Sering kita jumpai di tengah-tengah elemen masyarakat, pertanyaan seputar apakah khutbah jum'at harus berbahasa Arab. Pertanyaan ini berawal dari didapatkannya sebagian orang di sebagian tempat menggunakan bahasa Arab ketika khutbah, lalu apakah khutbah Jum'at dengan berbahasa Arab sebuah syarat / keharusan?

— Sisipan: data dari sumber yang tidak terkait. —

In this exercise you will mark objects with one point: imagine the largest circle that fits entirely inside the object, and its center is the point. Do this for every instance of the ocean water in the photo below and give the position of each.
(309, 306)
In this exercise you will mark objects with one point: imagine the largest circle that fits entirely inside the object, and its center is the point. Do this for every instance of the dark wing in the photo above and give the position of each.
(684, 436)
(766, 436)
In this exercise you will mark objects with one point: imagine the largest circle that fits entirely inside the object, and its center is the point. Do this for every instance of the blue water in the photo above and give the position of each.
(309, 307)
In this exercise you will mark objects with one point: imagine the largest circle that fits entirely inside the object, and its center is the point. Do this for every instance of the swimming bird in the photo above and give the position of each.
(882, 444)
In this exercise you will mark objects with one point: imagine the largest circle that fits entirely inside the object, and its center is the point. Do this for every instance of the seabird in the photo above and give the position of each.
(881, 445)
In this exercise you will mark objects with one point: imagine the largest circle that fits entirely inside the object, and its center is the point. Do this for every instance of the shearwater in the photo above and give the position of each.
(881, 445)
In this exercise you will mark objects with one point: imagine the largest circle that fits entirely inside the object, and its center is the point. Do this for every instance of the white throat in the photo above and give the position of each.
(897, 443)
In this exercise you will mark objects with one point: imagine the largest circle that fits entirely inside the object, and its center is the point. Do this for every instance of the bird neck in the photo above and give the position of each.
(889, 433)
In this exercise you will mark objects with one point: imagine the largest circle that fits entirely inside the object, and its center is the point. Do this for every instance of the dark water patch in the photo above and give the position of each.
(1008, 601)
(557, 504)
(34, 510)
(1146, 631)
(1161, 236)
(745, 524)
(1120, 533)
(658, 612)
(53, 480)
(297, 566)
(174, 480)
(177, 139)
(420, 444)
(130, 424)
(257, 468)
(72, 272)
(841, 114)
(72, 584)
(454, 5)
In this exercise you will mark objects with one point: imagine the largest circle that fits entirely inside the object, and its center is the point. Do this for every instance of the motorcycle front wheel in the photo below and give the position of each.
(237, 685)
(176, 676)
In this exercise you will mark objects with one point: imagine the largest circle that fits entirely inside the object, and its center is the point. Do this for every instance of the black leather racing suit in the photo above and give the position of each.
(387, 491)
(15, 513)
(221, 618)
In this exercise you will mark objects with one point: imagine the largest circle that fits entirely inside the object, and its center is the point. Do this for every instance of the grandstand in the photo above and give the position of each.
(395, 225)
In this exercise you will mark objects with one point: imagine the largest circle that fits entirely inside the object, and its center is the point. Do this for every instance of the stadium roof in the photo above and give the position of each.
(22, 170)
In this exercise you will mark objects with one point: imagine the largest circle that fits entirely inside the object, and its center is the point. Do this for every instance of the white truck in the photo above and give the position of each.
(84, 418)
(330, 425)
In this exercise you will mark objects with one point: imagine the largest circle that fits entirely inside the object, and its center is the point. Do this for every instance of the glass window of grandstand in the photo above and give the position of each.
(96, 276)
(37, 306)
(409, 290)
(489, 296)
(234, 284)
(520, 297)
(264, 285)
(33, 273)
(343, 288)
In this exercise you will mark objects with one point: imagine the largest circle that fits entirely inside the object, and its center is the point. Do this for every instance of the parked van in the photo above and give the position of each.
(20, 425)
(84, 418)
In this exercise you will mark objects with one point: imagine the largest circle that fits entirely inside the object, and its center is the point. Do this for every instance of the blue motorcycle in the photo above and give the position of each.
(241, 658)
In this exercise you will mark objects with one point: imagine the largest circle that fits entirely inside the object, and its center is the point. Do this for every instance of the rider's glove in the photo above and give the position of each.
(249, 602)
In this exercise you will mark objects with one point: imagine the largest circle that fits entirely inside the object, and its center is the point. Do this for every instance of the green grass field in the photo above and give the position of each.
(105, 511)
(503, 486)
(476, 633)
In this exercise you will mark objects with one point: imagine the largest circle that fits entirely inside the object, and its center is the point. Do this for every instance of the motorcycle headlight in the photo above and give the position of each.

Pembaca -rahimakumullah- jika seorang khotib berkhutbah di negeri Arab, maka tentu dan harus menggunakan bahasa Arab, ini sudah tidak diperdebatkan lagi. Masalahnya kalau sang khotib berkhutbah di selain negeri Arab, apa harus dengan bahasa Arab? Sebagian para ulama berkata, "Pertama-tama harus berkhutbah dengan bahasa Arab, kemudian dengan bahasa kaum yang ada padanya." Sebagiannya lagi berkata, "Tidak disyaratkan dengan bahasa Arab, tetapi justru wajib menggunakan bahasa kaum yang ia berkhutbah di situ." Dan inilah yang benar, berdasarkan firman Allah,
وَمَآ أَرْسَلْنَا مِن رَّسُولٍ إِلَّا بِلِسَانِ قَوْمِهِۦ لِيُبَيِّنَ لَهُمْ
"Kami tidak mengutus seorang rosul pun, melainkan dengan bahasa kaumnya, supaya ia dapat memberi penjelasan dengan terang kepada mereka." (QS Ibrohim: 4).
Kemudian tidak mungkin mengalihkan perhatian manusia kepada nasehat yang disampaikan, sedang mereka tidak tahu apa yang diucapkan sang khotib.
Adapun kalimat / lafazh-lafazh khutbah bukanlah termasuk perkara yang menjadikannya ibadah dengan melafazhkannya sehingga harus dengan bahasa Arab, akan tetapi apabila melewati / membaca suatu ayat, maka harus dengan bahasa Arab, sebab Al Qur'an tidak boleh diubah dari bahasa Arab. (Lihat Syarhul Mumti': 5 / 78-79).
Sumber: Buletin Jum'at Al Wala` Wal Bara` Edisi ke-19 Tahun ke-1 / 25 April 2003 M / 22 Shafar 1424 H.